The week's softness was led by the three banking heavyweights — DBS, UOB, and OCBC — which collectively weigh around 50% of the index. All three reported strong FY2025 results, yet share prices declined as investors pivoted from backward-looking record profits to forward concerns over narrowing net interest margins and the prospect of rate cuts — a classic "sell on results" dynamic.

Market Leaders

Outperformers:

  • YZJ Shipbuilding (BS6): +16.35% – the standout performer of the week, surging on stellar FY2025 results announced on 25–26 Feb. Net profit rose 30.2% year-on-year to a record RMB 8.6 billion on revenue of RMB 28.5 billion. The group maintained a 35% shipbuilding margin, declared a higher-than-expected 50% dividend payout (5.5% yield). CGS International raised its target price to S$4.95, reiterating 'Add'.
  • Seatrium (5E2): +11.11% - surged after FY2025 net profit doubled to S$323.6 million, driven by margin expansion and stronger oil and gas and offshore-wind revenue. The group raised its final dividend to S$0.03 and continued its share buyback programme.
  • JMH USD (J36): +5.43% – outperformed ahead of its full-year results due 5 Mar, reflecting broad value rotation and pre-results positioning. The Asia-focused conglomerate has staged a sharp recovery, rising nearly 93% over the past twelve months.

Banks:

  • DBS (D05): -1.50% – despite record FY2025 results, shares retreated as management guided for 2026 net profit to edge lower amid NIM headwinds. The April 8 ex-dividend date remains a near-term anchor for yield investors.
  • UOB (U11): -4.22% – the steepest weekly decline among the local banks, with the market focused on NIM compression guidance of 1.75%–1.80% for 2026 and softening net interest income prospects.
  • OCBC (O39): -1.34% – a modest pullback post-FY2025 results despite strong wealth management fee income and the full consolidation of Great Eastern. The bank reiterated its two-year S$2.5 billion capital-return plan.
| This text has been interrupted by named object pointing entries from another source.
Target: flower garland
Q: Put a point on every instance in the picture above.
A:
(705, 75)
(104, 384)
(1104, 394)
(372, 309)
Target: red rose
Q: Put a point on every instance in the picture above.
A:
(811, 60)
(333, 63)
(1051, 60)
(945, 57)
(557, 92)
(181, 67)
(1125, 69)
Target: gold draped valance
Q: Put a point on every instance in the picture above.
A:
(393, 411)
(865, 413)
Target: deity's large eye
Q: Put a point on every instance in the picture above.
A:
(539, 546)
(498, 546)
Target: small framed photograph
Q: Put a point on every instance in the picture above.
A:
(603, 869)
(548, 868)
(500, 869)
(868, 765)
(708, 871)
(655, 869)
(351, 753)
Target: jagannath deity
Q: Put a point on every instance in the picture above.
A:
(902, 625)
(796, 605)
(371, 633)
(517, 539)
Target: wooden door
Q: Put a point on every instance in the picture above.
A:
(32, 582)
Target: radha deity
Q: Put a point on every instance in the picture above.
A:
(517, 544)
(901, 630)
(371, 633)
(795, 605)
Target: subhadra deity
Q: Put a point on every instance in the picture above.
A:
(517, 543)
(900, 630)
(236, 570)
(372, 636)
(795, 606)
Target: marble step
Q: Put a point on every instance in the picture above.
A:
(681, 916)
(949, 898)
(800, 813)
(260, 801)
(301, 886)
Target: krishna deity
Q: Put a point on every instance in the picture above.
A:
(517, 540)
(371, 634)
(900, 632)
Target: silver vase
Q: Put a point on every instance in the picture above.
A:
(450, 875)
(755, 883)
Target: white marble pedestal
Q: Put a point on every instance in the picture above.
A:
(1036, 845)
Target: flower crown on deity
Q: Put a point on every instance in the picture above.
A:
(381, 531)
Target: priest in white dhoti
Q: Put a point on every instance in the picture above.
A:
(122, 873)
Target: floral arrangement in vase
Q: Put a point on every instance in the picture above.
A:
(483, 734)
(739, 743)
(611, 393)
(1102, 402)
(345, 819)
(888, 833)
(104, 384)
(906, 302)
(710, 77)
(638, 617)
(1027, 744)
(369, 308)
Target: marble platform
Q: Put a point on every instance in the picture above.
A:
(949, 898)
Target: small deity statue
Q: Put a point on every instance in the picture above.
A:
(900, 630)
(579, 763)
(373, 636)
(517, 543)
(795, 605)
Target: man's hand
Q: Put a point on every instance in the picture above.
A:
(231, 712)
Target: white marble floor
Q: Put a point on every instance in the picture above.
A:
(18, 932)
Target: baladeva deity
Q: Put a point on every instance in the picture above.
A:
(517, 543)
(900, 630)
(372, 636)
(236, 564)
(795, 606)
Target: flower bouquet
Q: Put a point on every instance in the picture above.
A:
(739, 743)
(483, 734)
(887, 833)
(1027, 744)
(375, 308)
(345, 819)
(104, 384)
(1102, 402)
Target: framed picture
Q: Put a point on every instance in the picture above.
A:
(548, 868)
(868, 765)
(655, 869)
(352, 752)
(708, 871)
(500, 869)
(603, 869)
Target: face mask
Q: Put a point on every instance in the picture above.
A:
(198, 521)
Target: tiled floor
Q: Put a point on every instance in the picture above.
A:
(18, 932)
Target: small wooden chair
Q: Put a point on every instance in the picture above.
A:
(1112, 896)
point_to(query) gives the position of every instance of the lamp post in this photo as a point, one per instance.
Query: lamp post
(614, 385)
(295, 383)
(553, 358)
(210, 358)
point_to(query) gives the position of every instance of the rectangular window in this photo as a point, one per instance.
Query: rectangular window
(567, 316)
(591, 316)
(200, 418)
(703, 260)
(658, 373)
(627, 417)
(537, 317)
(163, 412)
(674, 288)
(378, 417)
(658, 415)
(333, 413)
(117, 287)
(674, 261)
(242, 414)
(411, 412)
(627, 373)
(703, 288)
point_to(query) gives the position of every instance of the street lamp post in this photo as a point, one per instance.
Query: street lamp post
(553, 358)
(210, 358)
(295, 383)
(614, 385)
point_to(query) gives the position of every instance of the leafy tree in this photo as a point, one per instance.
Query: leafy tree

(Refer to the STI weekly performance table below.)

Technical Snapshot – STI

The STI remains in a strong primary uptrend, but the first weekly decline of 2026 is a near-term yellow flag after nine consecutive weeks of gains. The "failed breakout" at the 5,041.33 all-time high before closing back below 5,000 warrants attention. Short-term indicators are rolling over from overbought conditions, suggesting further consolidation before the next leg higher. Key near-term support lies in the 4,950–5,000 zone. The primary uptrend remains intact — the index is still up over 7% year-to-date — and pullbacks should attract buyers in quality banks, industrials, and defensive yield plays.